Our entire production stack — what we run, how we run it, and what we would skip if we were starting today.

We hear the same worry from founders: running production at startup pace sounds expensive. It does not have to be. This is what we actually do for our partnerships — how a two-person team keeps eight services up without paying a SRE team.

The setup

One K3s cluster on Switch Engine, the OpenStack-flavoured Swiss cloud. Three nodes — one server, two workers — sized so a node loss does not page anyone at 3am. SSH access to workers goes via ProxyJump through the server; no public IPs leak.

The cluster runs:

  • Eight first-party charts under our helm-resources/ repo (the maram-website you are reading, ERPNext, Keycloak, n8n, Plane, Pyfolio, Semaphore, and a homepage portal)
  • A backup chart that ships every stateful namespace to Switch Cloud S3 nightly via restic
  • kube-prometheus-stack for metrics + dashboards
  • A Signal-API gateway that pushes Alertmanager events into our team chat
  • Uptime Kuma for external HTTP probes
  • GitLab Runner workloads, scoped per project
  • Traefik as the ingress, with cert-manager handling Let’s Encrypt certificates for every host

That is the entire footprint. No multi-cloud, no service mesh, no Istio — just enough.

How a change reaches production

Every product we engineer ships on the same loop. There are no special paths.

  1. Commit lands on the default branch. GitLab CI fires.
  2. Test stage runs. pnpm check (or go test depending on the service). If it fails, that is the end.
  3. Build stage runs. Kaniko builds the Dockerfile and pushes to registry.gitlab.com/maram-gmbh/<service>:<short-sha>.
  4. Image-tag bump. A shared CI component called update-dev-values opens an idempotent commit on helm-resources that updates <service>/values-dev.yml with the new image tag. No human approves anything.
  5. ArgoCD reconciles. Within a couple of minutes ArgoCD notices the new commit on helm-resources, pulls it, runs helm template, and applies the diff to the cluster.
  6. Pod rolls. The new image is up; the old one is drained. Traefik routes traffic without a flinch because the readiness probe gates the cutover.
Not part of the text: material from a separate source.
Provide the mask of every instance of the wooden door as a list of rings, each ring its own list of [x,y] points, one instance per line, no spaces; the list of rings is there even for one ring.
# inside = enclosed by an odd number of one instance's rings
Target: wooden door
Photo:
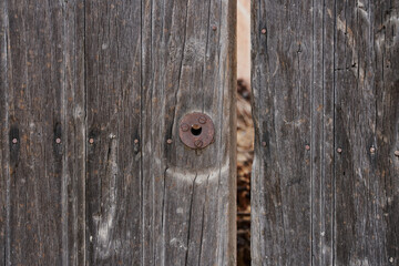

No human ever runs kubectl apply. No human ever copies a file to a VM. The only privileged operation a human does is ansible-playbook --ask-vault-pass when we add a new service or rotate a vault key — and even that is one command.

The total elapsed time from “commit lands” to “users on the new version” is between 90 seconds and 4 minutes, depending on the build size.

What makes this hold up without us watching it

A GitOps loop on its own is not enough. What lets us actually sleep:

  • Every chart has resource requests + limits. No pod can claim more than its share; no node gets oversubscribed.
  • Every workload has liveness + readiness probes. A pod that locks up gets killed and rescheduled in seconds.
  • HPA where it matters. Bar/match-style services scale horizontally on CPU; UI services do not (we know the daily ceiling).
  • automated.prune: true + selfHeal: true on every ArgoCD Application. If someone fat-fingers a Deployment via kubectl, ArgoCD overwrites it from Git within a minute.
  • ignoreDifferences calibrated. For things ArgoCD should not own (replica counts from HPA, bitnami first-init secrets), we tell it to look away. Everything else is enforced from Git.
  • Alerts fire to Signal, not email. When Prometheus catches a pod restart loop or a low disk-space warning, it lands in our group chat in seconds. Email alerts get ignored — Signal alerts do not.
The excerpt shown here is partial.